Eston Foenay Ditantang Buktikan Omongannya Terkait Pantai Pede

Floresa.co – Ketua Dewan Pembina Partai Gerindra Provinsi NTT, Eston Foenay ditantang untuk membuktikan pernyataannya terkait penolakan privatisasi Pantai Pede di Labuan Bajo, Manggarai Barat – Flores.

“Sabda harus menjadi daging. Kata-kata harus dapat diwujudkan dalam tindakan nyata. Atau, seperti kata penyair dan dramawan terkenal WS Rendra, ‘Perjuangan adalah pelaksanaan kata-kata,”demikian disampaikan praktisi hukum, Edi Danggur kepada Floresa.co, Senin (22/2/2016) menanggapi Eston.

BACA: Eston Foenay Tolak Rencana Privatisasi Pantai Pede

Sebelumnya, pada Minggu (21/2), di Labuan Bajo, Eston mengungkapkan menolak dengan tegas rencana pemerintah provinsi NTT untuk menyerahkan pengelolaan Pantai Pede kepada investor swasta.
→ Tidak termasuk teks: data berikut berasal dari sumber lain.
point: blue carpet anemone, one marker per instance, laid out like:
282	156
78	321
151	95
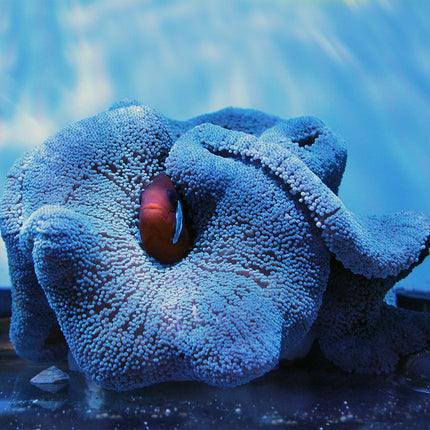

“Lokasi ini satu-satunya kawasan wisata yang melakat dengan masyarakat, jadi pemerintah jangan memberikan tanah ini untuk pembangunan hotel,”ujar Eston yang sudah mendeklrasikan diri sebagai bakal calon gubernur NTT.

Agar pernyataan Eston Foenay ini tidak sekedar pidato kecap jelang pilgub NTT, Edi Danggur menyarankan dua langkah konkret kepada mantan wakil gubernur NTT itu.

Pertama, sebagai partai, Gerindra seyogyanya mengajukan surat protes agar Gubernur NTT mencabut atau membatalkan Perjanjian Kerjasama Build Operate Transfer (BOT) dengan PT Sarana Investama Manggabar (SIM). Lengkap dengan argumentasinya agar publik NTT mengerti jalan pikiran Gerindra.

Kedua, Gerindra menginstruksikan semua anggota DPRD NTT asal Partai Gerindra agar menjadi pelopor untuk mendorong semua anggota DPRD NTT mencabut kembali persetujuan mereka atas perjanjian kerjasama BOT antara Gubernur NTT dan PT SIM. Jika itu benar sebagai kebijakan partai, maka anggota DPRD yang tidak mentaati instruksi partai harus diganti (PAW).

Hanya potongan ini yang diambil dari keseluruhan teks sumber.